The Petitioners each responded to the orders by admitting all the assertions of the orders and requesting the PUC to continue to regulate the horse and carriage industry for the good of the industry. The PUC, after noting that the facts were undisputed and a hearing was unnecessary, concluded that the Petitioners are not in the business of transportation but rather in the business of entertainment in which transportation is merely incidental. The PUC held that the *540Petitioners were not common carriers pursuant to Section 102 of the Public Utility Code, 66 Pa. C.S. § 102 (Code). This section provides as follows:
Common Carrier. Any and all persons or corporations holding out, offering, or undertaking, directly or indirectly, service for compensation to the public for the transportation of passengers or property, or both, or any class of passengers or property, between points within this Commonwealth, by, through, over, above, or under land, water or air, and shall include forwarders, but shall not include contract carriers by motor vehicles, or brokers, or any bona fide cooperative association transporting property exclusively for the members of such association on a nonprofit basis.

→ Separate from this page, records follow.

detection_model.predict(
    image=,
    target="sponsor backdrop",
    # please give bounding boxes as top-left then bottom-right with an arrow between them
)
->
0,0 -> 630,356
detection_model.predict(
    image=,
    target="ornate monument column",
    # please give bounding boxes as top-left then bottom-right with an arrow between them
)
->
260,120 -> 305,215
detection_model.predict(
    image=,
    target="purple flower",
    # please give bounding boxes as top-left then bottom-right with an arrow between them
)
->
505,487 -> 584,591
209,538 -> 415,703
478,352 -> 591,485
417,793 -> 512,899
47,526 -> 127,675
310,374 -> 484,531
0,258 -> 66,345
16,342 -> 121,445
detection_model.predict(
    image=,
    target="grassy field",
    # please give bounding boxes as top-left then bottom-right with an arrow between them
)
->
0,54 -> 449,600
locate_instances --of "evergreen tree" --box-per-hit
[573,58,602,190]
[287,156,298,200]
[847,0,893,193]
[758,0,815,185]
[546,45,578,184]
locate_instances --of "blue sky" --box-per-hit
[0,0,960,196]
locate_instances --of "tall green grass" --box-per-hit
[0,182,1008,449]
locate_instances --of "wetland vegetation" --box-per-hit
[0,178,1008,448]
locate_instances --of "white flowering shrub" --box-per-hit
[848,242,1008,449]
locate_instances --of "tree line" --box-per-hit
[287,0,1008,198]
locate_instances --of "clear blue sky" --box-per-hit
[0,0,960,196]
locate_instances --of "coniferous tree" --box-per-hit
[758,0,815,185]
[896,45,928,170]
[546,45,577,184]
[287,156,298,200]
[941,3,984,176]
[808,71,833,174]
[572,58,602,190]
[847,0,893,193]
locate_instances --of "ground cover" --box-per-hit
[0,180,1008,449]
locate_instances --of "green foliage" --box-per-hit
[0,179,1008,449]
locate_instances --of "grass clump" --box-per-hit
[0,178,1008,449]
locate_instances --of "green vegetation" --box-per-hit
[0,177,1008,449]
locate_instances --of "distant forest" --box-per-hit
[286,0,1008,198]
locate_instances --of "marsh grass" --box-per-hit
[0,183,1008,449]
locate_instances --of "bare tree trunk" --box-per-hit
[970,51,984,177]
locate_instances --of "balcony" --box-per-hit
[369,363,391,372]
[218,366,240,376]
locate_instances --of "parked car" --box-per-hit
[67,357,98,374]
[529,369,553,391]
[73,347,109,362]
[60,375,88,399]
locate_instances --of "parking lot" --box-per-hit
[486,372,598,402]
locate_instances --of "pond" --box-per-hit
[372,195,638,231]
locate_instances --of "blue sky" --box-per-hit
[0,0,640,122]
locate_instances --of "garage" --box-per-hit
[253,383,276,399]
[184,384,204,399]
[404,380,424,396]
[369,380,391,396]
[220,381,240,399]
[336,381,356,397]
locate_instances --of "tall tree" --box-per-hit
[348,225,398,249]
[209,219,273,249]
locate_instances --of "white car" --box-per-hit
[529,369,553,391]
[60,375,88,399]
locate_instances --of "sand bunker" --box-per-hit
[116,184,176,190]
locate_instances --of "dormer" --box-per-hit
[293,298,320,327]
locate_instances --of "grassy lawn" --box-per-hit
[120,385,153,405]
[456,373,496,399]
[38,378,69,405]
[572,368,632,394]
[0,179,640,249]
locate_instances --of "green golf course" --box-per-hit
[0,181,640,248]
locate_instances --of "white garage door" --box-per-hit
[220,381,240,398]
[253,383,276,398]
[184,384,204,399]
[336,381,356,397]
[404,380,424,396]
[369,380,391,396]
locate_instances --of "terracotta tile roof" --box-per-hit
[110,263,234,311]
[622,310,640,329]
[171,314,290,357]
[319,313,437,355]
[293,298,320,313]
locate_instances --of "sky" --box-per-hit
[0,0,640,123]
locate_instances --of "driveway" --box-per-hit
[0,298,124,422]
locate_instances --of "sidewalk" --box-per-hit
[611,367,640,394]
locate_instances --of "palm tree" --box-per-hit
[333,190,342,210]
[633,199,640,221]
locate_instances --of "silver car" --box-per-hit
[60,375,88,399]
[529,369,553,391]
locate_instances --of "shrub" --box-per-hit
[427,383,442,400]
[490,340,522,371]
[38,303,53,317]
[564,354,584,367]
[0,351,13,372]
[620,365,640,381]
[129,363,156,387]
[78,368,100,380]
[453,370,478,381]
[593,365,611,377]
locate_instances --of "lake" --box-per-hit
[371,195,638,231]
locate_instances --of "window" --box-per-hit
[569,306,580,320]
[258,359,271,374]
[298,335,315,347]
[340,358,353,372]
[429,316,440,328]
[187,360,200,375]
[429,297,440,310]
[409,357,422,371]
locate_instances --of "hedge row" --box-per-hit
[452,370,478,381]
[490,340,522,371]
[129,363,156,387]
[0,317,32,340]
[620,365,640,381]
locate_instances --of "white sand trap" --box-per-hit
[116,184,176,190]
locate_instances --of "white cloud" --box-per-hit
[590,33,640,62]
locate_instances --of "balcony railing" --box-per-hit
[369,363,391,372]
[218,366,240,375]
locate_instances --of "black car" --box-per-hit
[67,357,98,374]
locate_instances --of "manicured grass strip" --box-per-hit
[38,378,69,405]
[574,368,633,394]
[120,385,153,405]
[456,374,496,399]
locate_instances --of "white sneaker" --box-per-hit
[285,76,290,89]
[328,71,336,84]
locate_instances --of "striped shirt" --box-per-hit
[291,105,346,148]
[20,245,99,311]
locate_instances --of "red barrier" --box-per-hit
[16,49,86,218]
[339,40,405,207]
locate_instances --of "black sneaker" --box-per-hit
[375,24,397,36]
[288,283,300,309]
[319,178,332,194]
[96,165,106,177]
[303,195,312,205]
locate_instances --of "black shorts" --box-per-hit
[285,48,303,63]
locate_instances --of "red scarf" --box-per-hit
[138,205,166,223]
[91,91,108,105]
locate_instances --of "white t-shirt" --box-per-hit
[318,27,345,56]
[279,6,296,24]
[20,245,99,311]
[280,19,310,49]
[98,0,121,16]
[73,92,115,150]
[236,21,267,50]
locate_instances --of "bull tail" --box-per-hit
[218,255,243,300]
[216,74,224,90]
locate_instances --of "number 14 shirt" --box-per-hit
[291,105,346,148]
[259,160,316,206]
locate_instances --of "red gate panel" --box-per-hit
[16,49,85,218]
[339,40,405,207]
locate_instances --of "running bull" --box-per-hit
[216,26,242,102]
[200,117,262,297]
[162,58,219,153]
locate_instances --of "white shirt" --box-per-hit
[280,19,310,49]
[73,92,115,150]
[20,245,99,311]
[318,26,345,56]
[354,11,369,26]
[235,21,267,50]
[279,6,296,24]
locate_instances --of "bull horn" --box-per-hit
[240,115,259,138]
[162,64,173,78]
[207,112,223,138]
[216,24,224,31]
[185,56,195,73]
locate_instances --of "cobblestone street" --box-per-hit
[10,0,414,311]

On appeal to this court,1 the Petitioners raise one issue: whether the PUC erred as a matter of law in determining that the Petitioners’ horse-drawn carriage businesses are not common carriers under the Code.
What constitutes a common carrier is a question of law, but whether one claiming to be a common carrier has by his method of operation brought himself within that definition is a question of fact to be determined from the evidence. Dairymen’s Co-op. Sales Association v. Public Service Commission of Pennsylvania, 115 Pa.Superior Ct. 100, 174 A. 826 (1934), aff'd, 318 Pa. 381, 177 A. 770 (1935). The Petitioners argue that the PUC ruled improperly when it declared that all horse-drawn vehicles are not common carriers. Petitioners argue that customers utilize their services for transportation. It is undisputed that their businesses operate primarily out of the Independence Hall area from which they offer long or short trips through the city, and that some passengers embark at Independence Hall and others are picked up along the way. The Petitioners argue that their businesses provide transportation with*541in the city and therefore they are common carriers under the Code.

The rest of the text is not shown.